Building a Neural Network to Recognise Handwritten Digits
Utopian Insight
|10th October, 2024
Recently, I became very interested in neural networks. So I decided to dive into it head first. I started with the theory, then moved onto the application of that theory. The following post is me documenting the creation of a neural network for recognising handwritten digits. This is a small introductory project for learning the fundamentals and theory behind neural networks. The “hello world” of neural networks is recognising 28 x 28 handwritten digits, with training data from the MNIST dataset. So thats what this is. Unfortunately, there is not much I can do for inline code and inline latex, I haven't figured out how to get it to work how I'd like, so I'll be using screenshots of latex and code. That means you won't be able to copy code (yet).
File structure
We will have one folder with two files in them. One file for defining and training our model, and the other file for loading and running our model. We’ll also download our MNIST data set online from here. Our root folder should look like this:
Building our model
We need to train our model, and to do that, we need to build it. For this task, we’ll use a multi-layer perceptron (MLP) architecture.
Our network will consist of:
- An input layer with 784 nodes (28x28 pixels flattened)
- Two hidden layers, each with 128 neurones
- An output layer with 10 neurones (one for each digit 0-9)
For this neural network, we’ll be using Rectified Linear Units (ReLUs) as our activation functions for our hidden layers.
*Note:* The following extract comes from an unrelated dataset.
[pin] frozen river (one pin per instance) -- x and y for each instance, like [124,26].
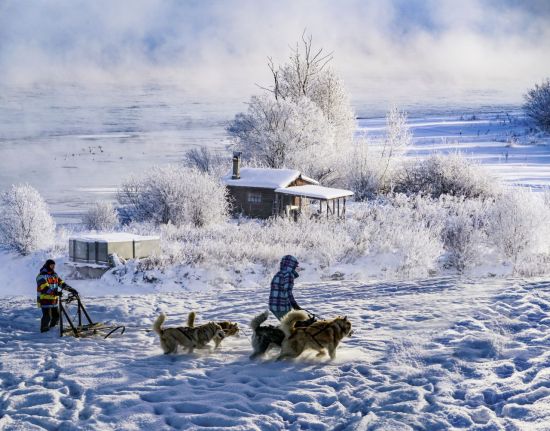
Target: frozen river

These help to get around the problem of vanishing gradients, which happens when gradients become extremely small during backpropagation, which makes it harder for earlier layers to learn efficiently. For a good overview, check out this article.
For our output layer, we’re going to use something called “Softmax”, which is an activation function that converts a vector of numbers into a probability distribution. It allows our network to express its confidence in each of the 10 possible digits. For example:
To make this make sense, we’re looking to output a possible 10 numbers:
In vector format, based on our probabilities, if we input the number 8, our distribution might look something like this:
In this case, the network determines that the probability our image is an 8 is 92%. The sum of all probabilities will always equal to 1.
Implementation
Required modules
We’ll be using a couple modules here for our application, they’re as follows:
We’re using cv2 to process our images we want to identify (our actual input). We wont have to use that until our main.py
file when we actually start using our trained model. We’ll go into more detail with it later on, but for know just know that its used for image processing.
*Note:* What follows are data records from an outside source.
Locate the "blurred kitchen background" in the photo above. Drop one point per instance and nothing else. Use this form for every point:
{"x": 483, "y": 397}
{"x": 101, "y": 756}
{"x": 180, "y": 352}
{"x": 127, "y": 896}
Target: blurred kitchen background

Next, we’ll be using numpy, great for working with arrays an objects, something we’ll need for extracting our image data and labels, and manipulating our images.
Matplotlib is great for visualisation. Here we’re using it for plotting our input number to the screen. Again, it wont be used until the end. Really we don’t need it, but why not.
Last but not least (and the most important), we’re using Keras - a high level API built on top of Tensorflow. It will be used for creating and training our model. It provides us with a much more user friendly way to build and train models.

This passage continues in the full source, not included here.